Say, in Python2, if we need to format a datetime
object with some unicode in the format, what shall we do?
The following code looks perfect
# encoding=utf-8
import jinja2
import datetime
now = datetime.datetime.now()
print(jinja2.Template(u'''{{ date.strftime('%Y 年 %m 月') }}''').render(date=now))
Except that it raises a UnicodeEncodeError
.
Traceback (most recent call last):
File "test.py", line 8, in <module>
print(jinja2.Template(u'''{{ date.strftime('%Y 年 %m 月') }}''').render(date=now))
File "/usr/local/lib/python2.7/dist-packages/jinja2/environment.py", line 1008, in render
return self.environment.handle_exception(exc_info, True)
File "/usr/local/lib/python2.7/dist-packages/jinja2/environment.py", line 780, in handle_exception
reraise(exc_type, exc_value, tb)
File "<template>", line 1, in top-level template code
UnicodeEncodeError: 'ascii' codec can't encode character u'\u5e74' in position 3: ordinal not in range(128)
So what's wrong with that?

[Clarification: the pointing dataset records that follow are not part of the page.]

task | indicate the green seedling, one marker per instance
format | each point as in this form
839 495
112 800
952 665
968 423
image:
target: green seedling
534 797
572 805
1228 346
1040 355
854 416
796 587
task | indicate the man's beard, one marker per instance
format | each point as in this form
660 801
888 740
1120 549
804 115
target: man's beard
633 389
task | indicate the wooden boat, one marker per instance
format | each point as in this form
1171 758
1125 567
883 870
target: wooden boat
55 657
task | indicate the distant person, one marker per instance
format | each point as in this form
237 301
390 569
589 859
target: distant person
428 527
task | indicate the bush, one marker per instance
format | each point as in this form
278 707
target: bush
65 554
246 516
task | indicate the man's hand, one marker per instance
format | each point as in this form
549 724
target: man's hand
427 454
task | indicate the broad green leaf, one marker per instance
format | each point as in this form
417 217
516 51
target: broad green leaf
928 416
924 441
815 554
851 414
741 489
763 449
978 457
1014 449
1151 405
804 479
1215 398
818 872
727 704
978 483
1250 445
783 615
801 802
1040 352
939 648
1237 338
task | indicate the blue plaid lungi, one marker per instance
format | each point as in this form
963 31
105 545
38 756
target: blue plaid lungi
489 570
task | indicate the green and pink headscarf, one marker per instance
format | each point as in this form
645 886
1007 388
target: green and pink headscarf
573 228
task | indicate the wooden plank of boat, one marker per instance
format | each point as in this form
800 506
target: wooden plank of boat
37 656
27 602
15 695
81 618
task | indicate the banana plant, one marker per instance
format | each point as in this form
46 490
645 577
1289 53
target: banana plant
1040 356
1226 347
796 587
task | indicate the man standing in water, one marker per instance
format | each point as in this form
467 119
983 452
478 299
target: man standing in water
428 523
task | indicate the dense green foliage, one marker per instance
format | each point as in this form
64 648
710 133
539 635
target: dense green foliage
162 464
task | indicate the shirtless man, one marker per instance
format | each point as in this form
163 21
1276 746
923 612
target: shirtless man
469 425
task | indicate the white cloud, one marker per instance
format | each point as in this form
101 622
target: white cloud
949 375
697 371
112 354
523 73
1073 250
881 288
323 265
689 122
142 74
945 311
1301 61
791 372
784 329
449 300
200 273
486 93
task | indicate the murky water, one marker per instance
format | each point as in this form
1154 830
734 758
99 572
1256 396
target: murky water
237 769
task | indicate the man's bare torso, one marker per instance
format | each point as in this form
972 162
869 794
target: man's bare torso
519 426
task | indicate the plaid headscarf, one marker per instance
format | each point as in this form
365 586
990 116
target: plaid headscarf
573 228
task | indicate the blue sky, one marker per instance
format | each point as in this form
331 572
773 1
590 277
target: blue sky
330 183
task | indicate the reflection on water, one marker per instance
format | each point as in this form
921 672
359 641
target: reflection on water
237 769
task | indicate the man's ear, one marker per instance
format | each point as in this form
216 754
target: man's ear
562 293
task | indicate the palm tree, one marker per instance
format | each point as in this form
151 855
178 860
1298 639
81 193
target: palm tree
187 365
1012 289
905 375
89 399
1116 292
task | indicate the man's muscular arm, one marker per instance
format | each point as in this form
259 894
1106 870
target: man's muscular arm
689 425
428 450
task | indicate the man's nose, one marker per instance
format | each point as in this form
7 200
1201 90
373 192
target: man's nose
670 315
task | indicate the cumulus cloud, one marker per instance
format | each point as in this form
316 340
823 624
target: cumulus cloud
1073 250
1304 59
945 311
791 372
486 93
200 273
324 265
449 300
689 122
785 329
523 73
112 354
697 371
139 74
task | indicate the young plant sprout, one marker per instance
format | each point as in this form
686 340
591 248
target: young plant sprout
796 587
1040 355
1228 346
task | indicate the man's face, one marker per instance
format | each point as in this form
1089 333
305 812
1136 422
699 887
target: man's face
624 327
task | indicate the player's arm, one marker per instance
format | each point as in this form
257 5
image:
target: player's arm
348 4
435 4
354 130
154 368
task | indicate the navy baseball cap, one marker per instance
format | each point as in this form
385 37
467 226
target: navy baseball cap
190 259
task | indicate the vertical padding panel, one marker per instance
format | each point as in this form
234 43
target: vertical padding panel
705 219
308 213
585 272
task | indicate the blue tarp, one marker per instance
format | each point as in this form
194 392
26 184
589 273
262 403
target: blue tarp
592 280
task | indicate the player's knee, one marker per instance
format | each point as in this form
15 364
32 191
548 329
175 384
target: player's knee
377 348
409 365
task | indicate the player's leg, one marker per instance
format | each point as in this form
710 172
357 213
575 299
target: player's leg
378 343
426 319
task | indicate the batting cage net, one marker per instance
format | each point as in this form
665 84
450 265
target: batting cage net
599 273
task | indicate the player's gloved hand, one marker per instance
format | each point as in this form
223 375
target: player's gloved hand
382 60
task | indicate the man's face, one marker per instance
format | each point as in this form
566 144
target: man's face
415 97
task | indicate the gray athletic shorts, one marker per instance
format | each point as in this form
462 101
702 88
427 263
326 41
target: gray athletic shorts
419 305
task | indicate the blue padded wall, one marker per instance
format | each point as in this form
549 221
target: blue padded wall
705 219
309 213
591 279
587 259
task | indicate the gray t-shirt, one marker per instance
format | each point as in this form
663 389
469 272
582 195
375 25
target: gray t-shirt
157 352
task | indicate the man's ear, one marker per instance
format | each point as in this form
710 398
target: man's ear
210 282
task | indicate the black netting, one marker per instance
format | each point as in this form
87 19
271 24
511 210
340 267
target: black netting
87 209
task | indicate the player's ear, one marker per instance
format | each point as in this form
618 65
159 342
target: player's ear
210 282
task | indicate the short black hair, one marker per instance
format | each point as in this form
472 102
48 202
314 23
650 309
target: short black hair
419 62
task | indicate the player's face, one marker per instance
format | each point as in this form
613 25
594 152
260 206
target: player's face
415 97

The reason is that many standard libraries in Python2 don't have good support to unicode. What a cruel fact.
Well, since we have declared that the file is encoded with UTF-8
, how about directly using a str
instead of a unicode?
If we use only the standard library it actually works.
# encoding=utf-8
import datetime
now = datetime.datetime.now()
print(now.strftime('%Y 年 %m 月'))
This would produce a desired output. So you may think let's remove the prefix u
and the template rendering becomes fine, right?

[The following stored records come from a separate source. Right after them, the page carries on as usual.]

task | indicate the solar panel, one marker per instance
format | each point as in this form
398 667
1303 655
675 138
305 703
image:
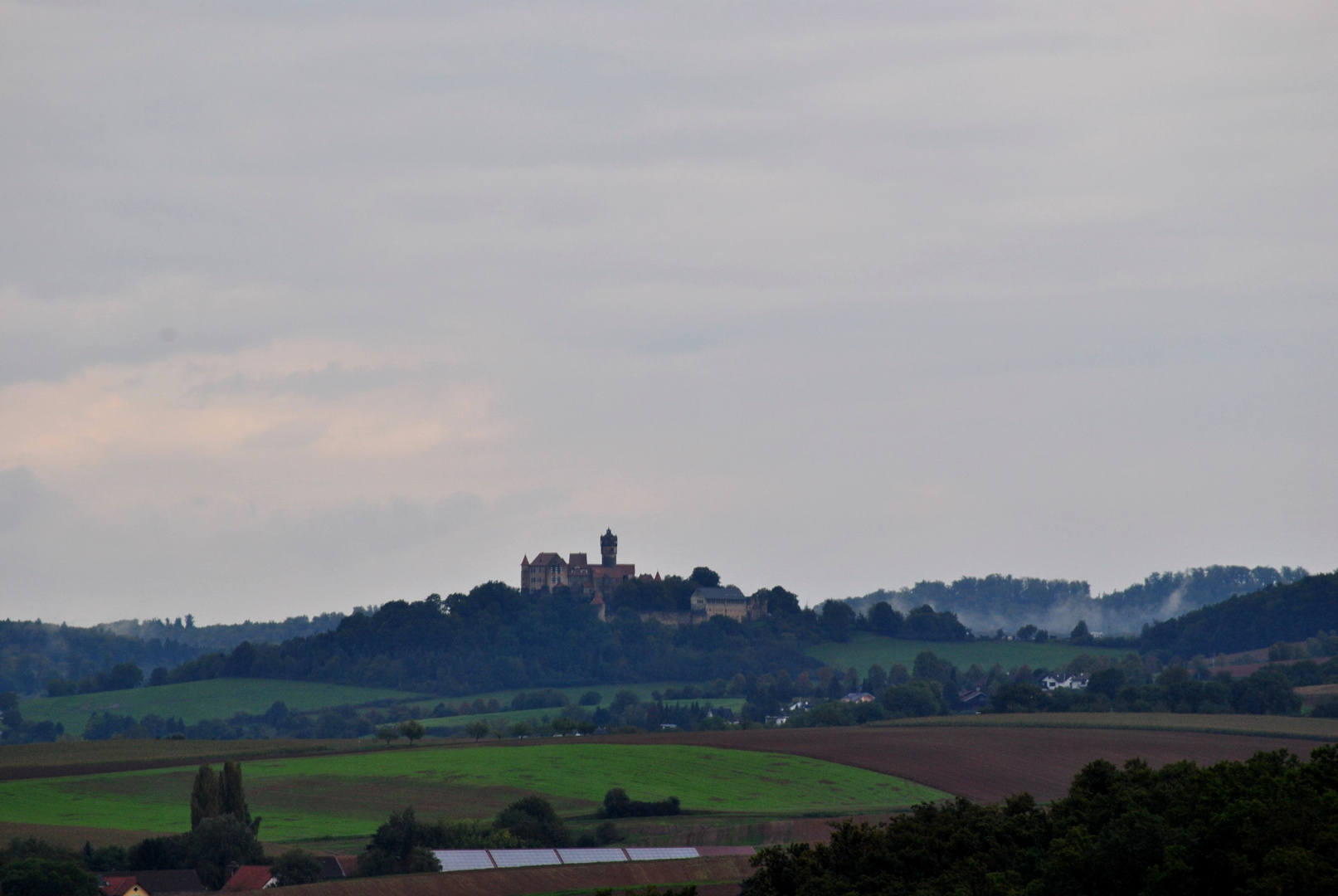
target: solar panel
584 856
522 858
650 854
462 859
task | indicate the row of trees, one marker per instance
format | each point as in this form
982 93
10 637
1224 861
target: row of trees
497 638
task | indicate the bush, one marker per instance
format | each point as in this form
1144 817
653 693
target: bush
619 806
47 878
917 699
533 823
296 867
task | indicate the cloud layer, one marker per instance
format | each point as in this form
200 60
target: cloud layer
304 306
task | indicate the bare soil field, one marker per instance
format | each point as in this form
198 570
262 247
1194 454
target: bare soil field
990 762
1325 729
96 757
1310 694
70 836
550 879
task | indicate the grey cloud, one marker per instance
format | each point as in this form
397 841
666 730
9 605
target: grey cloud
328 382
21 496
838 297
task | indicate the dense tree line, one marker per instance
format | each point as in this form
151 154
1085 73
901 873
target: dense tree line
222 635
17 729
1286 613
1005 602
34 653
1266 692
1265 825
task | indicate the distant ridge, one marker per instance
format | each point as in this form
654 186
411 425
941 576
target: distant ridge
1008 602
1283 613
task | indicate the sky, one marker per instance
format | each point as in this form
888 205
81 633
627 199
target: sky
309 305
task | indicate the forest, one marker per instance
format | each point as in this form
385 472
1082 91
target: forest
1005 602
1281 613
1265 825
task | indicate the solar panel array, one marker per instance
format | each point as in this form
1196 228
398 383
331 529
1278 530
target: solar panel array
650 854
474 859
462 859
584 856
523 858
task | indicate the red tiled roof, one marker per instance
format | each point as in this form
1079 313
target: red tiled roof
115 885
248 878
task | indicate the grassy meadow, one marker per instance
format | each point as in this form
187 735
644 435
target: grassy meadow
198 699
866 649
225 697
347 796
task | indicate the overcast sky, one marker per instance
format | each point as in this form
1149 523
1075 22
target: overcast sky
309 305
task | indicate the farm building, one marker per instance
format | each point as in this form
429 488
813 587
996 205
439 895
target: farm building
248 878
148 883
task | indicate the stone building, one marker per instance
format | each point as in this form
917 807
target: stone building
549 572
727 602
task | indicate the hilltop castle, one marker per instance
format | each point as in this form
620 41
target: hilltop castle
549 572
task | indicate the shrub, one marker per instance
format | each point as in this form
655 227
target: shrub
619 806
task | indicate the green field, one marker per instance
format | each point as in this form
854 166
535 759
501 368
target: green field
866 649
347 796
198 699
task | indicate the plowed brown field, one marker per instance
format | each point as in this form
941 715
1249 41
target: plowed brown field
988 764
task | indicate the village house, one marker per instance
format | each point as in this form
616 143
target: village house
1056 682
858 699
727 602
150 883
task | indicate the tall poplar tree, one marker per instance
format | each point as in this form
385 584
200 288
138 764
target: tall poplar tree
231 796
203 796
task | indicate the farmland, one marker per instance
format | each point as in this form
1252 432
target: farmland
347 796
990 762
224 697
194 701
866 649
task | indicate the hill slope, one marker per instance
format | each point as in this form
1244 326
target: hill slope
1281 613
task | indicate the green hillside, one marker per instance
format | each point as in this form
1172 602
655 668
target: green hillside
347 796
194 701
866 649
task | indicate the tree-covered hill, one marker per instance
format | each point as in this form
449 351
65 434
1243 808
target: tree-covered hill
34 653
495 638
221 635
1008 602
1285 613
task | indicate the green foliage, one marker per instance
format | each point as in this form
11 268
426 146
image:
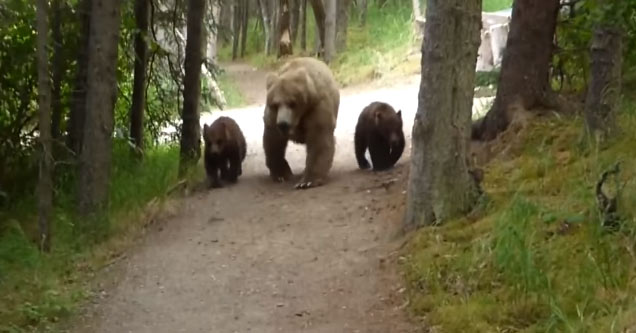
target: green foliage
37 289
539 260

Unfortunately, to do so will get you a UnicodeDecodeError
like this
Traceback (most recent call last):
File "test.py", line 8, in <module>
print(jinja2.Template('''{{ date.strftime('%Y 年 %m 月') }}''').render(date=now))
File "/usr/local/lib/python2.7/dist-packages/jinja2/environment.py", line 945, in __new__
return env.from_string(source, template_class=cls)

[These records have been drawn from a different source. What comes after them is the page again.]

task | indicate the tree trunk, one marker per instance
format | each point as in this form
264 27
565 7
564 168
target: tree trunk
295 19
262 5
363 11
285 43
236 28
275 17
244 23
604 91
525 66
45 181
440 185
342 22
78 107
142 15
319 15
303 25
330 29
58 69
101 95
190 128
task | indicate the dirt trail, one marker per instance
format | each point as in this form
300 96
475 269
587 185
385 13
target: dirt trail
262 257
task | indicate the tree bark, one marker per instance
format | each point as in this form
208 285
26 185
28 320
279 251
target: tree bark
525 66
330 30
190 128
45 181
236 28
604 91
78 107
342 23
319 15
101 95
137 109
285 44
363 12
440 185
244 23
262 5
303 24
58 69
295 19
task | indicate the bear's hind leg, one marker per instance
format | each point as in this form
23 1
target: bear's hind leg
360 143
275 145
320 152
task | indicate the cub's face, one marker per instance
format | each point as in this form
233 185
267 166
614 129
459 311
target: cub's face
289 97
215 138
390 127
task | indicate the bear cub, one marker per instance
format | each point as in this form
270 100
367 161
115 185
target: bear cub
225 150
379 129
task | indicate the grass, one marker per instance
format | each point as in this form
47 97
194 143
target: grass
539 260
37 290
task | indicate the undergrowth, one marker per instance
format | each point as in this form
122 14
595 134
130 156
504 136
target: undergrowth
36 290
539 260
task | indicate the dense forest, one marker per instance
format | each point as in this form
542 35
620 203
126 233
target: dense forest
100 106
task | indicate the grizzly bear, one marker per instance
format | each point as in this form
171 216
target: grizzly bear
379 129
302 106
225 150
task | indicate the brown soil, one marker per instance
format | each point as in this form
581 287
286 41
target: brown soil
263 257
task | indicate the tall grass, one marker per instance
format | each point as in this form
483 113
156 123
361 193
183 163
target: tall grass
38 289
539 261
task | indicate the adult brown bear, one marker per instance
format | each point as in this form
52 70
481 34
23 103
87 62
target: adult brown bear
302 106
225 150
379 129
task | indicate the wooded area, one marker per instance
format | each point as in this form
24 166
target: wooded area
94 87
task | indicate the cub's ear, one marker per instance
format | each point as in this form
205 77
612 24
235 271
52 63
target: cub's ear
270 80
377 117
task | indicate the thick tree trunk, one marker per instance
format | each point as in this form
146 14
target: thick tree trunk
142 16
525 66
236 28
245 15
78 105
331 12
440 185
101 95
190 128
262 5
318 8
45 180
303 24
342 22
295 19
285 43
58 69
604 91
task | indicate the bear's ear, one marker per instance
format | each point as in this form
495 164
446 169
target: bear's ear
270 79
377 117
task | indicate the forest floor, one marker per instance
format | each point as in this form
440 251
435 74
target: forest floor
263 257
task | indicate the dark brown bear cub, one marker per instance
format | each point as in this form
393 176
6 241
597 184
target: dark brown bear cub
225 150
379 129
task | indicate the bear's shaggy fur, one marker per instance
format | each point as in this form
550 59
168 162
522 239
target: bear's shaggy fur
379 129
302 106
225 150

File "/usr/local/lib/python2.7/dist-packages/jinja2/environment.py", line 880, in from_string
return cls.from_code(self, self.compile(source), globals, None)
File "/usr/local/lib/python2.7/dist-packages/jinja2/environment.py", line 579, in compile
source = self._parse(source, name, filename)
File "/usr/local/lib/python2.7/dist-packages/jinja2/environment.py", line 497, in _parse
return Parser(self, source, name, encode_filename(filename)).parse()
File "/usr/local/lib/python2.7/dist-packages/jinja2/parser.py", line 40, in __init__
self.stream = environment._tokenize(source, name, filename, state)
File "/usr/local/lib/python2.7/dist-packages/jinja2/environment.py", line 528, in _tokenize
source = self.preprocess(source, name, filename)
File "/usr/local/lib/python2.7/dist-packages/jinja2/environment.py", line 522, in preprocess
self.iter_extensions(), text_type(source))
UnicodeDecodeError: 'ascii' codec can't decode byte 0xe5 in position 21: ordinal not in range(128)
Well, this is because Jinja2 doesn't take a str
with unicode as input. It's a sad paradox that using str
will make Jinja2 unhappy while using unicode will make strftime
unhappy.
So the only solution is to adapt strftime
to take unicode as input. And to do this we need a customized strftime
implement, like this
# encoding=utf-8
import jinja2
import datetime
def strftime(dt, fmt):
return dt.strftime(fmt.encode('utf-8')).decode('utf-8')
now = datetime.datetime.now()
print(jinja2.Template(u'''{{ strftime(date, '%Y 年 %m 月') }}''')
.render(date=now, strftime=strftime))
Or to be more "jinjaic", declare a filter for it.
# encoding=utf-8
import jinja2
import datetime
def strftime(dt, fmt):
return dt.strftime(fmt.encode('utf-8')).decode('utf-8')
env = jinja2.Environment(loader=jinja2.DictLoader(
{'test': u'''{{ date|strftime('%Y 年 %m 月') }}'''}))
env.filters['strftime'] = strftime
t = env.get_template('test')
print(t.render(date=datetime.datetime.now()))
NOTE: This will NOT reproduce in Python3 since all the strings are unicodes then.